Kalau begini, pengemudi selalu disalahkan. Padahal, apakah sopir itu tahu daya angkut maksimal kendaraan yang dibawa? Kalaupun tahu, apakah dia bisa menolak? Jika menolak, dia tidak dapat uang.
Menurut dia, secara regulasi, pengemudi belum terlindungi. Dalam kasus muatan berlebih, misalnya, pengemudi seharusnya punya hak untuk menolak mengoperasikan kendaraan tersebut. Ketentuan itu, lanjutnya, harus ada dalam perjanjian kerja antara pengemudi, pemilik kendaraan, dan pemilik barang.
”Dalam Kitab Undang-Undang Hukum Dagang, nakhoda bisa menolak berangkat jika muatan kapalnya berlebih. Sayangnya, di angkutan darat, sopir belum dilibatkan dalam pembuatan perjanjian kerja,” ungkapnya. Akibatnya, sopir kerap menjadi ”kambing hitam” dalam kecelakaan.
Nasib tak jauh beda
Nasib sopir di angkutan barang, lanjutnya, tidak jauh beda dengan angkutan penumpang. Perusahaan otobus, misalnya, dinilai masih jamak menerapkan sistem setoran. ”Jadi, mereka seperti menyewakan kendaraannya. Sopir harus setor, misalnya Rp 2 juta dalam satu rit. Akibatnya, pengemudi mengejar target dan mengabaikan kondisi tubuh. Beberapa kasus kecelakaan dipicu sopir mengantuk,” lanjutnya.

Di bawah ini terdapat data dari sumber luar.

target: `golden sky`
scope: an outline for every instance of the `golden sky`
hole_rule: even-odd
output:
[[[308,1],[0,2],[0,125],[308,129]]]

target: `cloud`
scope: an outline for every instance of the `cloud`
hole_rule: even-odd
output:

Menurut Eddy, perusahaan angkutan harusnya menetapkan sistem penggajian untuk sopir, bukan setoran. Dengan begitu, sopir bisa bekerja tanpa tekanan target penumpang dan waktu. Di sisi lain, kompetensi pengemudi perlu ditingkatkan.
”Dinas perhubungan di daerah seharusnya tidak hanya melakukan uji KIR, tetapi juga mengedukasi pengemudi tentang kelaikan kendaraan,” ucapnya. Ia juga menyarankan para pengemudi mengikuti pelatihan khusus. Selama ini, pengemudi belajar secara otodidak dengan menjadi kernet.
Sugianto, supervisor PO Garuda Mas Cirebon, mengatakan, pihaknya tidak menerapkan sistem setoran agar sopir bisa fokus berkendara. Pengemudi tidak perlu memikirkan cara menggaet penumpang. Itu sudah dikerjakan oleh agen.
”Berapa pun penumpang, kalau sudah waktunya berangkat, bus akan jalan. Kami bahkan tidak mengoperasikan bus kalau enggak ada penumpang. Seperti saat ini, paling yang jalan 30-35 bus dari 120 bus,” katanya.
Dalam merekrut pengemudi, pihaknya menetapkan sejumlah persyaratan, seperti memiliki surat izin mengemudi, punya pengalaman mengendarai mobil besar, dan hasil tes kesehatan serta tes urine untuk memastikan bebas narkoba. ”Gula darah sopir, misalnya, harus stabil. Kalau tidak, dia kerap mengantuk saat bawa bus,” katanya.
Selain menyediakan sopir cadangan dalam setiap perjalanan bus, pihaknya juga memeriksa kondisi bus sebelum berangkat dan saat tiba di tempat tujuan. Jika merasa ada kekurangan, sopir wajib melaporkan kondisi kendaraan kepada mekanik khusus yang bersiaga 24 jam.
Selama ini, kami juga bingung karena ada beberapa daerah melarang kendaraan besar melintas di jalan nontol. Biasanya, kami mengarahkan kendaraan yang muatannya berlebih untuk keluar di pintu tol berikutnya. Kalau tidak, akan dikenakan denda.
Secara terpisah, Direktur Operasional PT Lintas Marga Sedaya, pengelola Tol Cipali, Agung Prasetyo, mengatakan, pihaknya tengah berkoordinasi dengan Kementerian Perhubungan untuk membangun jembatan timbang di tol. Kendaraan dengan muatan dan dimensi berlebih nantinya tidak diperbolehkan melalui tol.
”Selama ini, kami juga bingung karena ada beberapa daerah melarang kendaraan besar melintas di jalan nontol. Biasanya, kami mengarahkan kendaraan yang muatannya berlebih untuk keluar di pintu tol berikutnya. Kalau tidak, akan dikenakan denda,” ungkapnya.